Daiane e o síndico tinham um histórico de brigas e denúncias que envolveram perseguição, interrupções de energia e agressão, de acordo com a PC. São 12 processos na Justiça relacionados a Cléber e Daiane, desde o início dos conflitos, em fevereiro de 2025. Segundo o Ministério Público, o síndico monitorava toda a movimentação de Daiane e de hóspedes pelas câmeras e enviava imagens à própria irmã. Os processos judiciais envolvendo Daiane e Cléber são por calúnia, difamação e lesão corporal contra Daiane.
Cléber levou os policiais até até o local onde ocultou o corpo da corretora, que foi encontrado em avançado estado de decomposição.
Filho teria ajudado o pai
O filho do síndico, Maicon Douglas de Oliveira, também foi preso sob a suspeita de ajudar o pai no crime, mas a defesa afirma que ele não tem envolvimento no homicídio. Em nota assinada pelo escritório Nestor Távora e Laudelina Inácio Advocacia Associada, que representa Cléber, os advogados destacam que “os fatos ainda estão sendo apurados” e que o suspeito “ainda não foi ouvido pelo delegado responsável e aguarda a realização da audiência de custódia”. A defesa reforça que não há qualquer envolvimento de Maicon no crime. Confira a nota completa abaixo.
Já para a polícia, Maicon é suspeito de ter auxiliado o pai e obstruído a investigação, uma vez que ele comprou um novo celular para o homem, o que poderia ser uma forma de tentar ocultar provas em uma possível apreensão do aparelho.
Porteiro do condomínio também foi ouvido
O porteiro do prédio onde Daiane morava e foi vista pela última vez foi conduzido à delegacia para prestar esclarecimentos e liberado. A corretora também cuidava de apartamentos da família no condomínio. O nome do porteiro não foi divulgado e por isso não conseguimos localizar a defesa dele.

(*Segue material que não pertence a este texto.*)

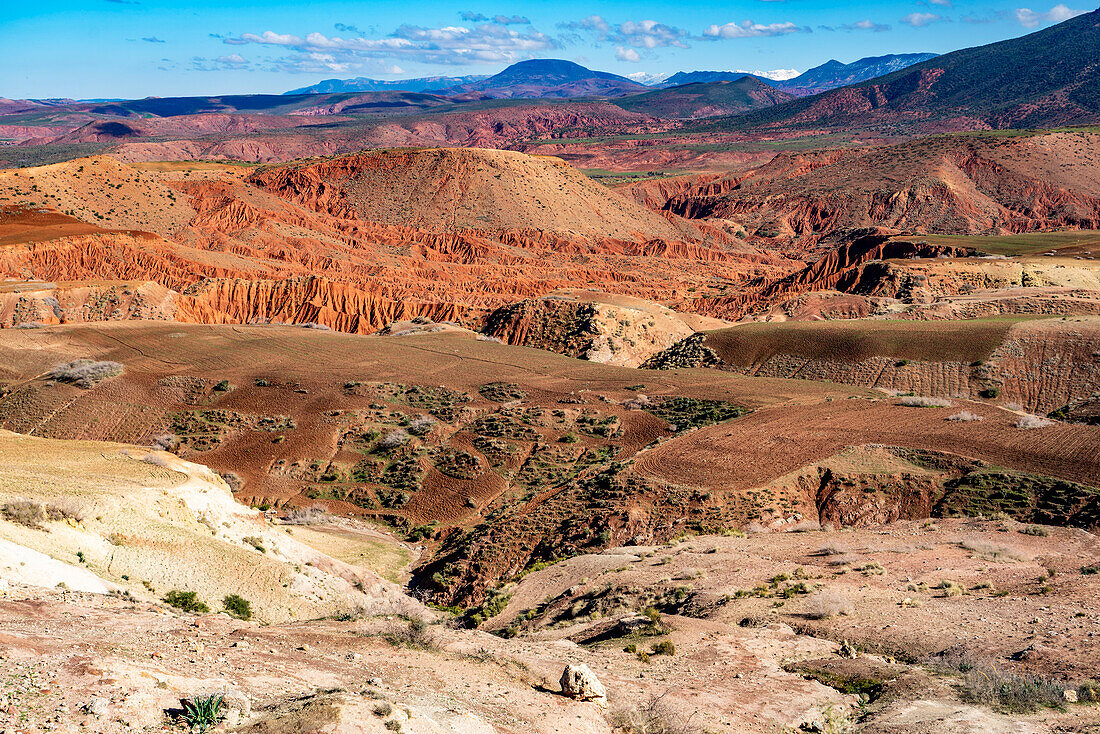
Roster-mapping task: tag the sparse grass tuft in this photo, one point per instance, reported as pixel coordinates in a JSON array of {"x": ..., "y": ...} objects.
[
  {"x": 991, "y": 551},
  {"x": 950, "y": 588},
  {"x": 238, "y": 606},
  {"x": 829, "y": 604},
  {"x": 1007, "y": 691},
  {"x": 85, "y": 373},
  {"x": 1030, "y": 422},
  {"x": 656, "y": 716},
  {"x": 965, "y": 416},
  {"x": 922, "y": 402}
]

Cleber e Maicon devem passar por audiência de custódia nesta quinta-feira (29).
Nota da defesa de Cleber Rosa de Oliveira:
O escritório Nestor Távora e Laudelina Inácio Advocacia Associada, representando os interesses do Sr. Cleber Rosa de Oliveira, vem informar que os fatos ocorridos em Caldas Novas/GO ainda estão sendo apurados, e o compromisso do Sr. Cléber em contribuir com as autoridades públicas.
Ressalte-se que o Sr. Cleber ainda não foi ouvido pelo delegado responsável e aguarda a realização da audiência de custódia.
Além disso, a defesa salienta que não há qualquer envolvimento do filho Maicon Douglas de Oliveira na morte da Sra. Daiane Alves de Souza.